That Barack Obama is among the most cerebral of US Presidents is a given, and not merely when compared to his predecessor. His books reveal a brilliant mind, but one clearly focused on a single goal: the promotion of the career of the child of a Kenyan father and a US mother. Each paragraph, almost each word, has been chiselled in order to show the current US President in the hues in which he would like the world to regard him, as the idealist who has beaten the odds to bring light where till now there has only been darkness. Tracking Obama in his policy peregrinations and in his statements, it is clear that the only thing he holds dear is his own career. Now that he has won what is still the most coveted responsibility on the globe, his attention needs to get focused on another — albeit related — objective, which is to ensure a legacy which would put him in the top tier of US Presidents, together with (in the view of this columnist) George Washington, Franklin Roosevelt, Abraham Lincoln, Lyndon Johnson and Richard Nixon. Why the latter two? Because the Civil Rights Act would never have been passed without a decade or more of turmoil on the streets without Johnson, although all that he finally did was to replace the agitation for civil rights with that designed to end the war in Vietnam. As for Nixon, he upended global geopolitics by embracing China in order to smother the USSR. While Ronald Reagan is usually given credit for outspending Moscow, the fact is that it was Nixon’s use of Beijing against Moscow which terminally weakened the world’s other giant communist state.

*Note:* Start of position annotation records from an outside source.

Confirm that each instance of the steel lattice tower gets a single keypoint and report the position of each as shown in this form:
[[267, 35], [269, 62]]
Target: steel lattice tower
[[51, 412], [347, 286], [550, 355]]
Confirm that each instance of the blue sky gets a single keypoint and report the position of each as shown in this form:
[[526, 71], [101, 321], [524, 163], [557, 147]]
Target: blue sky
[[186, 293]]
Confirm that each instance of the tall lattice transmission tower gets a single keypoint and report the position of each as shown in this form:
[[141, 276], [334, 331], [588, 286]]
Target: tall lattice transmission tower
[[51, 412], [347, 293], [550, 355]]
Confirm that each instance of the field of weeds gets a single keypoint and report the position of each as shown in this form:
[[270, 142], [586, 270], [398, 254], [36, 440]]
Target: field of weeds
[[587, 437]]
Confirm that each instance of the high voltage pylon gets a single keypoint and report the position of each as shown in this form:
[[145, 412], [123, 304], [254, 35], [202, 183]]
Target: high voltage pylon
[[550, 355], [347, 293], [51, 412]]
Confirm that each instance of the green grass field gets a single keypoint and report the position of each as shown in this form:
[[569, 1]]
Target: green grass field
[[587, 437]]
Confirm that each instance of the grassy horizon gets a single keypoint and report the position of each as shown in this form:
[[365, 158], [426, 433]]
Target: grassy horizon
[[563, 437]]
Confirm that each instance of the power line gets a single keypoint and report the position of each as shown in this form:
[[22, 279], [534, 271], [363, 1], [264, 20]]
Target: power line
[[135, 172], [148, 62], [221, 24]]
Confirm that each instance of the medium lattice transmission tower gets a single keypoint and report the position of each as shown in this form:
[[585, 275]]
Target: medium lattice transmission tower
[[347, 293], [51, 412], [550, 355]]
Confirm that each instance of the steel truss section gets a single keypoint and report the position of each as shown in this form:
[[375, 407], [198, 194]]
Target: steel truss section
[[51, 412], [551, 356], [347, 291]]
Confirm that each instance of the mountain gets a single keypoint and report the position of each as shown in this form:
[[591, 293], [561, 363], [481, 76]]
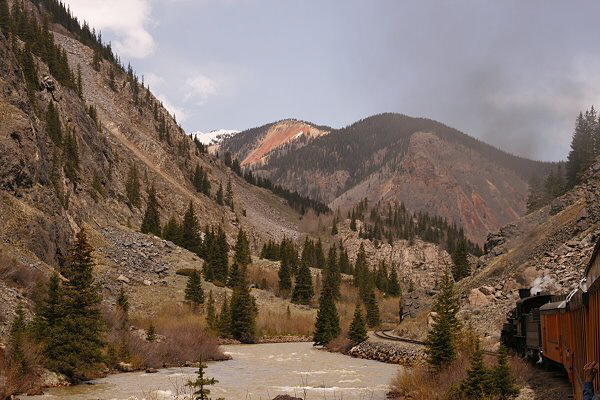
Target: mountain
[[214, 137], [422, 163]]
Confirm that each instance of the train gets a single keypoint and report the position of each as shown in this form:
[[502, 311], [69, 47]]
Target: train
[[560, 329]]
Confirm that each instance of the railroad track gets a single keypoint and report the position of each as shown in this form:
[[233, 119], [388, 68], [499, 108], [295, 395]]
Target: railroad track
[[387, 336]]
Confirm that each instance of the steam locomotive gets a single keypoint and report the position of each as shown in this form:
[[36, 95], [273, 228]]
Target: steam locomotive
[[562, 330]]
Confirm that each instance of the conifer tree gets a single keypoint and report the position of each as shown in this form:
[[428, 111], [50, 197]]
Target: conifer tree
[[190, 230], [200, 384], [243, 313], [502, 378], [440, 342], [373, 318], [303, 289], [193, 290], [229, 195], [53, 125], [285, 275], [460, 257], [393, 285], [151, 221], [73, 346], [478, 384], [242, 249], [151, 333], [358, 331], [332, 277], [225, 320], [220, 200], [211, 318], [235, 274], [172, 231], [327, 325], [132, 186]]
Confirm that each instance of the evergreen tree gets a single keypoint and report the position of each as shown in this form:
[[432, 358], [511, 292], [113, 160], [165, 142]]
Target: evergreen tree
[[53, 125], [502, 378], [151, 221], [478, 383], [393, 285], [285, 275], [327, 325], [132, 186], [220, 200], [234, 276], [460, 257], [211, 318], [225, 320], [242, 249], [201, 382], [73, 345], [5, 25], [358, 330], [332, 278], [193, 290], [303, 289], [172, 231], [243, 313], [373, 318], [229, 195], [190, 231], [151, 333], [440, 342]]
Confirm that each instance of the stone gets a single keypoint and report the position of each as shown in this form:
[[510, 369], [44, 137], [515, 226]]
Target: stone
[[125, 367], [477, 298]]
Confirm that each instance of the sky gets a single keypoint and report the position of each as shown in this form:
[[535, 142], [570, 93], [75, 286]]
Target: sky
[[512, 73]]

The Republican Party claim that it was the healthcare which derailed President Obama’s popularity, is wrong. The defeat of Democratic candidates for Senator, Governor and House Representative in the just-concluded polls is indicative of the fact that President Obama erred in accepting the nostrums of the financial industry.
This resulted in a swathe of foreclosures of homes in a manner which was nothing less than inhuman. At far less cost that the subsidies meted out to a few banks and financial institutions, most US homeowners could have held on to their homes, for example, if the US government had taken care of interest payments for a few years at mandatorily reduced levels and given breathing time for homeowners to either find the money to pay off their mortgages or to sell their assets at a price which reflected not the distress of 2008 but the recovery of 2011.
By throwing millions of such people to the vultures, who held their mortgages, Obama showed that the concern for the underprivileged that he constantly wore on his sleeve would not last an encounter with Wall Street. It was only towards the end of his first term in office that President Obama retraced his policy of Clinton-era backing for the financial industry, but not by enough to make a substantive difference. The disaster of housing will be followed by another on health, unless Barack Obama accepts that the solution to his legacy (of affordable healthcare for all) vests with India. He needs to stop seeking to drive away from US and other markets the products of the Indian pharmaceutical industry, or to pressurise governments in Delhi into making concessions which would assist pharma giants based in Europe and the US to ensure that thousands of the poor get killed each month, because they cannot afford medicine at the cost offered. If Barack Obama succeeds in killing the generic drugs industry in India and thereby boost prices of medicines substantially, it is his own budget which would be a prime victim. Rather, Obama needs to create synergy between the US and India in healthcare, not simply in the production of affordable medication, but in other steps such as treatment and transcription.
Thus far, he has acted as an agent of pharma giants, the way in which he took the line of financial giants in the past. Only a US-India healthcare alliance can ensure that “affordable and universal” healthcare can be both affordable and universal in the country whose voters have just administered a severe electoral rebuke to Barack Obama and his tango with billionaires, rather than with the millions who stood by him in two presidential elections.